The acceptability of health care refers to the social and cultural distance between health systems and the communities of people to whom they provide care.15 In disadvantaged communities, a lack of trust in institutions such as law enforcement, along with social discrimination, income inequality, diminished economic opportunity, and lack of access to health care services—particularly substance abuse and mental health services, all have been associated with increased rates of firearm-related violence.29,37 Disparities in health equity, especially as they relate to firearm-related violence, indicate roles for surgeons and trauma centers to intervene in their local communities as a way to develop or expand violence prevention programs, advocate for and rehabilitate victims of firearm-related violence, and prevent recidivism in a manner that is respectful of local cultures.


Acceptability from our local communities begins with trust, and this trust may be formed through listening, understanding, validation, and advocacy at the individual and community structural levels. This approach may otherwise be referred to as using a “trauma-informed lens,” or recognizing the impact that trauma can have on individuals, as well as understanding potential paths to recovery. Throughout history, narratives belonging to racial and ethnic minority communities have been silenced, invalidated, or simply ignored, so clinicians must first develop safe, diverse spaces for individuals from these communities to share personal traumas. Developing these safe spaces may empower communities that have been perpetually marginalized and encourage individuals from these communities to share their experiences.38


To enact any type of change, and in order to make recommendations that are as effective as possible, it is important to adhere to guidelines that ensure all recommendations are scientifically and medically approved and are of good quality. The ACS COT outlined and developed the first Optimal Hospital Resources for Care of the Injured Patient in 1976, and today, the renamed Resources for Optimal Care of the Injured Patient outlines the responsibilities of surgeons and trauma centers alike in constant reassessment and refinement of trauma care provision. These responsibilities include participation in performance improvement and patient safety programs, local and nationwide trauma registries, and public outreach.

Inspired by the Veterans Administration and the ACS NSQIP®, the ACS Trauma Quality Improvement Program (TQIP®) is designed to collect data from specific trauma centers and analyzes trends in order to improve patient outcomes. At present, more than 750 participating trauma centers worldwide contribute to the TQIP database. The database has helped to create several processes-of-care metrics for hospitals to create treatment algorithms, as well as for physicians to assess which practices are associated with optimal outcomes.
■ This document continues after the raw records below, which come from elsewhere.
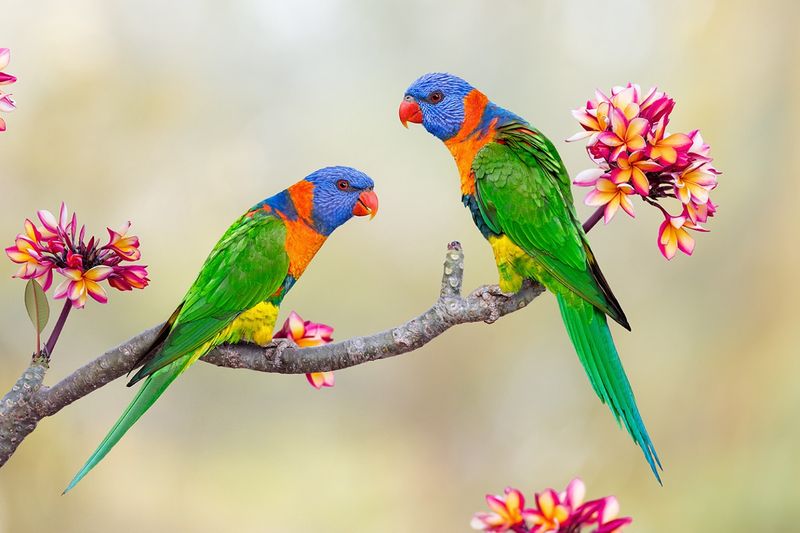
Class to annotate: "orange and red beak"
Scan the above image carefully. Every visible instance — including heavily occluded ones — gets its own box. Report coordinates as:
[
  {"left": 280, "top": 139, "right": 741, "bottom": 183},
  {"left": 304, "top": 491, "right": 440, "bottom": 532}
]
[
  {"left": 353, "top": 191, "right": 378, "bottom": 220},
  {"left": 400, "top": 95, "right": 422, "bottom": 128}
]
In addition to the ACS, the American Medical Association, and the American College of Emergency Physicians, a number of organizations and foundations are committed to researching and reducing firearm-associated violence. These groups include the American Foundation for Firearm Injury Reduction in Medicine, the National Mass Violence Victimization Resource Center, the Health Alliance for Violence Intervention, as well as the American Association for the Surgery of Trauma, EAST, Western Trauma Association, and more.


Time and again, surgeons have proven that any challenge can be faced with innovation and creativity. Preventing firearm-related violence and injury is an important challenge our surgical community faces, given a political climate that has historically restricted discussion and research. The ACS, and specifically the COT, has become a leader in providing bipartisan guidelines for caring for patients of firearm-related injury. At the end of the day, every surgeon is advocating for their patients, regardless of the laws. However, we must be active in maneuvering the politics to get lawmakers on our side with regard to policies—not necessarily restrictive of firearm ownership, but that would make trauma care of these patients readily available, accessible, acceptable, and of the highest quality.